Zhen Zijun, Yang Kaibin, Ye Litong, You Zhiyao, Chen Rirong, Liu Ying, He Youjian
State Key Laboratory of Oncology in South China, Guangzhou, China.
Department of Pediatric Oncology, Sun Yat-sen University Cancer Center, Guangzhou, China.
Cancer Sci. 2017 Jul;108(7):1485-1492. doi: 10.1111/cas.13279. Epub 2017 Jun 19.
Paclitaxel is not as effective for neuroblastoma as most of the front-line chemotherapeutics due to drug resistance. This study explored the regulatory mechanism of paclitaxel-associated autophagy and potential solutions to paclitaxel resistance in neuroblastoma. The formation of autophagic vesicles was detected by scanning transmission electron microscopy and flow cytometry. The autophagy-associated proteins were assessed by western blot. Autophagy was induced and the autophagy-associated proteins LC3-I, LC3-II, Beclin 1, and thioredoxin-related protein 14 (TRP14), were found to be upregulated in neuroblastoma cells that were exposed to paclitaxel. The inhibition of Beclin 1 or TRP14 by siRNA increased the sensitivity of the tumor cells to paclitaxel. In addition, Beclin 1-mediated autophagy was regulated by TRP14. Furthermore, the TRP14 inhibitor suberoylanilide hydroxamic acid (SAHA) downregulated paclitaxel-induced autophagy and enhanced the anticancer effects of paclitaxel in normal control cancer cells but not in cells with upregulated Beclin 1 and TRP14 expression. Our findings showed that paclitaxel-induced autophagy in neuroblastoma cells was regulated by TRP14 and that SAHA could sensitize neuroblastoma cells to paclitaxel by specifically inhibiting TRP14.

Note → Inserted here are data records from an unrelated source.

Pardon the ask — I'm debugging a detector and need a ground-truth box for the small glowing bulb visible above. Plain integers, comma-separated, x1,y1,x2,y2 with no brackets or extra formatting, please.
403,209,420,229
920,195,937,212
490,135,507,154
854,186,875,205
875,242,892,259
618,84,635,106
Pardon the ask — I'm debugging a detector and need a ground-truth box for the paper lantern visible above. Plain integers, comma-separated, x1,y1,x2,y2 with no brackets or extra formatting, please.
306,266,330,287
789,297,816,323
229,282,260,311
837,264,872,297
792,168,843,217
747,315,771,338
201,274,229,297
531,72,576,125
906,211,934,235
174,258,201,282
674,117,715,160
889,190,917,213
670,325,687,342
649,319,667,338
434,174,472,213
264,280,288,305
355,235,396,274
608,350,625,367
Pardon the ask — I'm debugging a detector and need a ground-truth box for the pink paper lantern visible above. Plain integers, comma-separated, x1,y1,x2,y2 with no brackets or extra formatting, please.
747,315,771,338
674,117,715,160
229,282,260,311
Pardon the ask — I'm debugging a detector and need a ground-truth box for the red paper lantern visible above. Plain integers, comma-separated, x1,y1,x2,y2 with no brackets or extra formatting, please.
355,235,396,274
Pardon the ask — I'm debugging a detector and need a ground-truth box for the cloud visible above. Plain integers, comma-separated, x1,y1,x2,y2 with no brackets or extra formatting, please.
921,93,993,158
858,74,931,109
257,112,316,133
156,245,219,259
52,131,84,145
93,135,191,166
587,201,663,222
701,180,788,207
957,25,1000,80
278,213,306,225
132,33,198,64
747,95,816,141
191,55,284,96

由于耐药性,紫杉醇对神经母细胞瘤的疗效不如大多数一线化疗药物。本研究探讨了紫杉醇相关自噬的调控机制以及神经母细胞瘤中紫杉醇耐药的潜在解决方案。通过扫描透射电子显微镜和流式细胞术检测自噬小泡的形成。通过蛋白质免疫印迹法评估自噬相关蛋白。诱导自噬后,发现暴露于紫杉醇的神经母细胞瘤细胞中自噬相关蛋白LC3-I、LC3-II、Beclin 1和硫氧还蛋白相关蛋白14(TRP14)上调。用小干扰RNA(siRNA)抑制Beclin 1或TRP14可增加肿瘤细胞对紫杉醇的敏感性。此外,Beclin 1介导的自噬受TRP14调控。此外,TRP14抑制剂辛二酰苯胺异羟肟酸(SAHA)下调了紫杉醇诱导的自噬,并增强了紫杉醇对正常对照癌细胞的抗癌作用,但对Beclin 1和TRP14表达上调的细胞无效。我们的研究结果表明,神经母细胞瘤细胞中紫杉醇诱导的自噬受TRP14调控,SAHA可通过特异性抑制TRP14使神经母细胞瘤细胞对紫杉醇敏感。